We're all vaguely aware that Santa Claus and St. Nicholas are essentially one and the same figure.
St. Nicholas' feast day is this coming Sunday, December 6. Across the Atlantic on Saturday night, in the Netherlands, in Belgium, in Germany, in Poland, and in parts of France, especially eastern France,* children will put their shoes next to the fireplace or door and fill them with carrots, hay and grain. The next morning, their shoes will be filled with treats of candy, coins, and other goodies, like oranges.
They are leaving the carrots and hay for St. Nicholas's horse. In Central Europe, St. Nick doesn't have a sleigh with eight tiny reindeer--he rides a white horse! In recent years, in the Netherlands in particular, this horse has been called Amerigo or Schimmel.
St. Nicholas of Myra (270 -246) was a bishop from Turkey. He is associated with gift giving and children because of two of the stories associated with his sainthood. One involves his giving of dowries to three sisters so that they could escape lives of prostitution. The other involves his resurrection of three children who were murdered by a butcher and hidden away in a salt tub.

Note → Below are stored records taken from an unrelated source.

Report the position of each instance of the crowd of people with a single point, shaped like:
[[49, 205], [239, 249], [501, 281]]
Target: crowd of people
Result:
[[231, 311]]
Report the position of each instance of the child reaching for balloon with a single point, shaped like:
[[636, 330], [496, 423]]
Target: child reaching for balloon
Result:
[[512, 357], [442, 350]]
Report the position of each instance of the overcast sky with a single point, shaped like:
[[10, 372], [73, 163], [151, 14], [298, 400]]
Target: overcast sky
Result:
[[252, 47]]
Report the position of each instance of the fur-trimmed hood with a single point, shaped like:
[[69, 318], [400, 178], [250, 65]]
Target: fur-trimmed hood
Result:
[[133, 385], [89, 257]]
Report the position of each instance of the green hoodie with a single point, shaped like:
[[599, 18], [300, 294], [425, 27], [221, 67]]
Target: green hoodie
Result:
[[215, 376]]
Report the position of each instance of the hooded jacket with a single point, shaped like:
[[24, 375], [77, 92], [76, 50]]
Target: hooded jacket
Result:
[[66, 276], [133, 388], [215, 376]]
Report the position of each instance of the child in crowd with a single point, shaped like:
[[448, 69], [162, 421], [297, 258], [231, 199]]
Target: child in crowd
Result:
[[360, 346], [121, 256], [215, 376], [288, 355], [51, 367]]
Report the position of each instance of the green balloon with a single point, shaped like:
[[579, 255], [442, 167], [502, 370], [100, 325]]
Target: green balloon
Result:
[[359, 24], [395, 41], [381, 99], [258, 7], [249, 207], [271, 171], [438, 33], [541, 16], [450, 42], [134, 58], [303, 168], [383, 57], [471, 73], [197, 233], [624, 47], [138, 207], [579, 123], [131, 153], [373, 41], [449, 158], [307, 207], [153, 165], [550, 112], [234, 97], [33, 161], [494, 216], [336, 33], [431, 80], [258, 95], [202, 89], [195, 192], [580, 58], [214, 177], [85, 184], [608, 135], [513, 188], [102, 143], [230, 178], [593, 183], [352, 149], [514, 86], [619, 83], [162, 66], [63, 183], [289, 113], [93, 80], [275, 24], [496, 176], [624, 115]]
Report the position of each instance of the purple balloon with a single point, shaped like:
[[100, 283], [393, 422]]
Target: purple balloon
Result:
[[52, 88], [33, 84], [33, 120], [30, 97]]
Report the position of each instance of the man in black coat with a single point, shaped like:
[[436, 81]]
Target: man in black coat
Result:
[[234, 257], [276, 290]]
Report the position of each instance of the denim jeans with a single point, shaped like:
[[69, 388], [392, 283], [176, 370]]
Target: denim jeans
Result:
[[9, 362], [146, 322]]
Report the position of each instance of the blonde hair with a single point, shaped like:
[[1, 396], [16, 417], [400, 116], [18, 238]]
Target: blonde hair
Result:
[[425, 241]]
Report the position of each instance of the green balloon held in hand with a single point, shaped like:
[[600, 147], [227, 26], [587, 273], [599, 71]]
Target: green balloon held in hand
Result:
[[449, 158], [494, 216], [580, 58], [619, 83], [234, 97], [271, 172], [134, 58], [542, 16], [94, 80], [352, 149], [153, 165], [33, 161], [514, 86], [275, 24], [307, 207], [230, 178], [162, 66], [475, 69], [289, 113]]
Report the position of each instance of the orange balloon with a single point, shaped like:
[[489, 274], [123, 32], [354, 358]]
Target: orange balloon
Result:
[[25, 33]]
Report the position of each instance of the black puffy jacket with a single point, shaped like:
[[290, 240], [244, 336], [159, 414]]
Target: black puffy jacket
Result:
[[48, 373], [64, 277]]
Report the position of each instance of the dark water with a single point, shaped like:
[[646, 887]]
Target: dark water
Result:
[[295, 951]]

Like many modern traditions, traditions surrounding St. Nicholas and Santa Clause have their origins in pagan traditions. Odin, the Norse god, rode an eight-legged flying horse, Sleipnir. In some places, in the winter, offerings were made to Sleipnir in the form of carrots and hay left by the door or chimney, in order to curry favor with Odin. This is the origin of the Feast of St. Nicholas tradtion of leaving gifts for Amerigo (or for Santa's reindeer). Likewise, Sleipnir's eight legs and magical powers may well have been the origin for Santa's EIGHT flying reindeer.